“I thought you wanted to talk later.”

I felt a surge of irritation, but it was all mixed up in my fear. He was acting so weird. Then it clicked.

“Wait a damn second.” I stopped in my tracks. “Are you one of those guys who gets all bouncy with someone and then takes off after? Am I even going to get a dear-John letter from you, or are you just going to leave?”

He rounded on me, a look of outrage on his face. “You have got to be kidding me if you think that’s anything remotely close to what’s going on in my head right now!”

“I have no idea what’s going on inside your head since you shut me out.”

“Oh, you’re one to talk.” He laughed, but it sounded more like broken glass. “You shut me out first.”

“I didn’t do that on purpose,” I retorted, which was only technically true. I hadn’t slammed a wall down over my thoughts on purpose, but I had been plenty grateful when it had happened accidentally.

“Okay, then explain to me what happened,” he demanded, a note of bewilderment creeping into his voice. “Please. I was trying to talk about our future, and you shut down.”
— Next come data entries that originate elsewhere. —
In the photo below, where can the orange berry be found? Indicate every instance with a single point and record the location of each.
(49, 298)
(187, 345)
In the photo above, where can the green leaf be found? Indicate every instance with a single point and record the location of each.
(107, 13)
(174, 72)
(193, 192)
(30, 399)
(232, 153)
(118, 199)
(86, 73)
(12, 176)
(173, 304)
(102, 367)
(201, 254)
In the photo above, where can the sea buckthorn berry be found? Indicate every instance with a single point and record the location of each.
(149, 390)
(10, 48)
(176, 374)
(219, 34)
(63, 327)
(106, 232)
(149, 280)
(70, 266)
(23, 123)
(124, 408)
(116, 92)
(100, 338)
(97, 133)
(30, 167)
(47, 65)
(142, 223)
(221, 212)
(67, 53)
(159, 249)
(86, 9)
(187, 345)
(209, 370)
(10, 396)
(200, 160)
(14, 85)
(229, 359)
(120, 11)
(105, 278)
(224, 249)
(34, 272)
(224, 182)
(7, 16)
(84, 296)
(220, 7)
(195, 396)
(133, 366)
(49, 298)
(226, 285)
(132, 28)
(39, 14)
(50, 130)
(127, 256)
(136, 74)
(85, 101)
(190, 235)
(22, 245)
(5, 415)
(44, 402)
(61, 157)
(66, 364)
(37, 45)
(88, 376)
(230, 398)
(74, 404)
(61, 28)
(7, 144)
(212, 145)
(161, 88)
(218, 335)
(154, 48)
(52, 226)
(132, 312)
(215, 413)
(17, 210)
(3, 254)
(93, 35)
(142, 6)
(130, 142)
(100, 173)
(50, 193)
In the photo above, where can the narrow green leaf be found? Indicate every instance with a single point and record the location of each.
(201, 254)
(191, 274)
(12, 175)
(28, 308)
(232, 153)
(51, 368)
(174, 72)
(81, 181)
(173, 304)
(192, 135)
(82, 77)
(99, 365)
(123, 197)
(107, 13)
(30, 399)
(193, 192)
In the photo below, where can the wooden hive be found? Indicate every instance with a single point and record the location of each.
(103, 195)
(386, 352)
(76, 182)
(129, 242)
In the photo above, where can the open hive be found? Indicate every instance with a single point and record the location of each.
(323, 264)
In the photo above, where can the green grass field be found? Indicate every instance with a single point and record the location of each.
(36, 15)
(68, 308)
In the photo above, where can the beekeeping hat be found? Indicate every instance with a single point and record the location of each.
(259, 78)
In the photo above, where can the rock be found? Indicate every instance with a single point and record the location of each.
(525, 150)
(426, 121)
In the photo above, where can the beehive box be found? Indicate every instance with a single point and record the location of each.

He had promised to love me for an eternity. That’s what happened. He had promised me that, and for a split second, I had almost—almost—believed him.

Then I remembered the stricken, broken expression on my father’s face on the night my mother had left us. Everyone leaves eventually, and I wasn’t going to be one of those suckers who let their heart get torn right out of their chest.

“I think that maybe we’re moving too fast,” I told him, forcing the words out around the hot lump of emotion that had formed in my throat.

The words hung between us, strangely final.

“You think this was a mistake,” Pierce stated. His face was like a mask, and his mind felt like it was behind the door of an impenetrable bank vault.

I wanted to say something to contradict him. But the words wouldn’t come. They were drowned out by the sudden, crushing fear I felt. It would be better to lose him now when this was all so new than to lose him later after I had built a whole life with him. When losing him might have the ability to break me.

But why did it already feel like I was shattering into pieces? Why did it feel like I would never be able to breathe quite right ever again?

“After I get you home, I will leave, then,” Pierce told me, his voice growing colder with each word. His face was like a rigid stone mask and his body had gone utterly, unnaturally, still. “I will leave you be if that’s your wish. The blood bond will always exist between us, but I will close my mind to it. I will trouble you no longer.”

His words were everything I was afraid of. Everyone leaves.

I gazed at him in dumb shock, and I don’t know what was written all over my face except that I felt a numb wash of horror.

As he looked at me, I felt some of the walls around his mind collapse. I felt the hot edges of his pain. The pain I had caused him. His cold expression began to thaw as he studied me. “James…”

“Maybe you should listen to the boy,” said a blond man who stepped out of the snow-coated trees beside us. He had a crossbow aimed right at Pierce’s chest.

He was tall and muscular, with a fan of stubble across his rugged face and piercing blue eyes. He was barefoot, wearing a pair of jeans and nothing else. He was seemingly oblivious to the cold, even though I could see my breath in front of my face. I couldn’t deny that he was very good-looking in a cowboyish sort of way, even though I tried not to notice.

The Alpha wolf in human form, no doubt.

“You need to leave,” Pierce growled, staring the blond man down. “Leave now, and I’ll allow you to walk away with your life. James stays with me.”

Some of the walls between us had fallen. I caught from Pierce’s mind that he was belatedly realizing, and cursing himself for it, that he could smell the others somewhere very nearby, even if he couldn’t see them. They were probably hiding in the trees all around us.

Get ready to run, Pierce told me, whispering the thought into my mind.

If you think I’m leaving you, you’re out of your goddamn mind, I shot back.

I felt his surge of frustration, which told me he heard me just fine. Then, without warning, he leapt into the air, clearly planning to tackle the Alpha to the ground. He was airborne for about a heartbeat before he smashed into an invisible wall about five feet in front of him. The sound it made echoed through the forest, and I felt Pierce’s pain roll over me like a wave of darkness.

“It’s a barrier spell,” the Alpha explained, looking down at Pierce. “A warlock joined our pack a few months ago. He’s been quite useful. We don’t want war with the vampires either. We only want—” He broke off, looking up at me. His expression softened fractionally. “James, right?”

“No!” Pierce yelled, vamp-speeding from one end of his prison to the other, banging on the invisible walls that held him, searching frantically for a weakness in the spell that contained him and finding none. “James, run!”

“If you run, we’ll kill him,” the Alpha told me. It was a simple statement of an ugly fact. “If you care what happens to the vampire, you will cooperate.”